A new study has been released demonstrating that Americans have been saving energy for an unusual reason- they are spending too much time indoors. When comparing the time spent outdoors in 2012 to 2003, researchers noticed that there was a difference of eight days spent at home.
While one might be inclined to think that staying in would cause an increase in energy consumption due to the resources used in order to keep lights on, as well as to use other electronic equipment like TV or indoor climate control, the decrease in travel has helped to mitigate the increase in electricity use.
Time spent at home doesn’t mean that Americans are simply traveling to far-flung locals on a less frequent basis. Even as the cost of airfare has continued to decrease, the more Americans stay home, the less energy they burn in terms of car fuel.

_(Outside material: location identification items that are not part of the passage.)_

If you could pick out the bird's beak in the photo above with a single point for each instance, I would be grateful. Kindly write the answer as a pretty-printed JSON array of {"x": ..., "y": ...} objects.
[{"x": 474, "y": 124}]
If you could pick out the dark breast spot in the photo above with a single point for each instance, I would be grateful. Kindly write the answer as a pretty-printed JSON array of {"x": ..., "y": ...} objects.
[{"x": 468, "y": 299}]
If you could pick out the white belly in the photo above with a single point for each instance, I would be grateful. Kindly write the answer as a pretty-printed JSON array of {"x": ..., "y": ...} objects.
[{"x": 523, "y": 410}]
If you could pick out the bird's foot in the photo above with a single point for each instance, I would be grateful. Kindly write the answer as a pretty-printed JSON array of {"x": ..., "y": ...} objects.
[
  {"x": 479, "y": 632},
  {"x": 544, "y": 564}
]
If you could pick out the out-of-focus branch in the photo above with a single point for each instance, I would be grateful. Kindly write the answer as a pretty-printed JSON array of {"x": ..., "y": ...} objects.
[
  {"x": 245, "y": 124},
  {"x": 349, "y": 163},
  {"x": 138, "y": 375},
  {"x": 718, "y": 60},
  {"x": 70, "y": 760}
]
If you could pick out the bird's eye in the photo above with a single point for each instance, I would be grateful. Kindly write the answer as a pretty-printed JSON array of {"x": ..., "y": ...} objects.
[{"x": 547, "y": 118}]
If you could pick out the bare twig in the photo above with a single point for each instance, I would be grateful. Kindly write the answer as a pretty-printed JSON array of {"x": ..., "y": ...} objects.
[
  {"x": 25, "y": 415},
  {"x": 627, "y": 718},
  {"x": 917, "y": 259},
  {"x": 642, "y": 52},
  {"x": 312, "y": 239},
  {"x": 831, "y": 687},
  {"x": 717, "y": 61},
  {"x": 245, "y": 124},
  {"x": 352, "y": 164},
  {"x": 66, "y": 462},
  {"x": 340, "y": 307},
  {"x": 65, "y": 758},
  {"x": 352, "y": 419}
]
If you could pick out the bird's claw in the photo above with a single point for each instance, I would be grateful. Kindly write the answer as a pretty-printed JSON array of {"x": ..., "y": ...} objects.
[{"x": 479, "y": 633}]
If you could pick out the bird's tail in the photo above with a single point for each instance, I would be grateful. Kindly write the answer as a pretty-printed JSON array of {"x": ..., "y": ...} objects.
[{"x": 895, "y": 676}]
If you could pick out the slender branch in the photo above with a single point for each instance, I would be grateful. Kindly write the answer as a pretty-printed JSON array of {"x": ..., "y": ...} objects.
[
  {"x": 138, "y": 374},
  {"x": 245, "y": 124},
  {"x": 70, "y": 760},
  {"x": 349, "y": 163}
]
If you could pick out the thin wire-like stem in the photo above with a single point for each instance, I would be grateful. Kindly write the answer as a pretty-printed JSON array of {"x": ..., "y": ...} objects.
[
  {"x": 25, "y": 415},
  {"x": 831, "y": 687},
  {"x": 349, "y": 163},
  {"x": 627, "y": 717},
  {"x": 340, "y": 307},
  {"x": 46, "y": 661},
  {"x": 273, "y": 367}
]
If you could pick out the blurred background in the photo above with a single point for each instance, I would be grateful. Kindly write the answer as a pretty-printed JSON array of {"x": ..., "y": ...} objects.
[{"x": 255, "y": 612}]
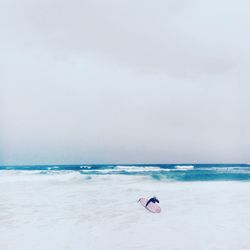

With more people working from home, Americans are also spending less time keeping office buildings open, structures which consume significantly more energy than a private home. The decrease adds up to a total of 1,700 billion BTUs of heat being saved, nearly 2% of the national heat consumption.
Topping the list of those whose habits have changed the most are young adults between the ages of 18 and 24, given that they spent 70% more time in their homes than the rest of the population. The only demographic to have increased their time spent outside were those who were aged 65+. The reasons for this change is still unclear, though it’s likely that the gap between the age groups who spend the most time indoors and the least is due to the use of technology.
Researchers posit that the bulk of this trend towards staying home more could possibly be chalked up to the increase in positions that don’t require employees to be physically present in the office. The proliferation of online services, from film and music streaming to online shopping, has also made it easier for people to stay home.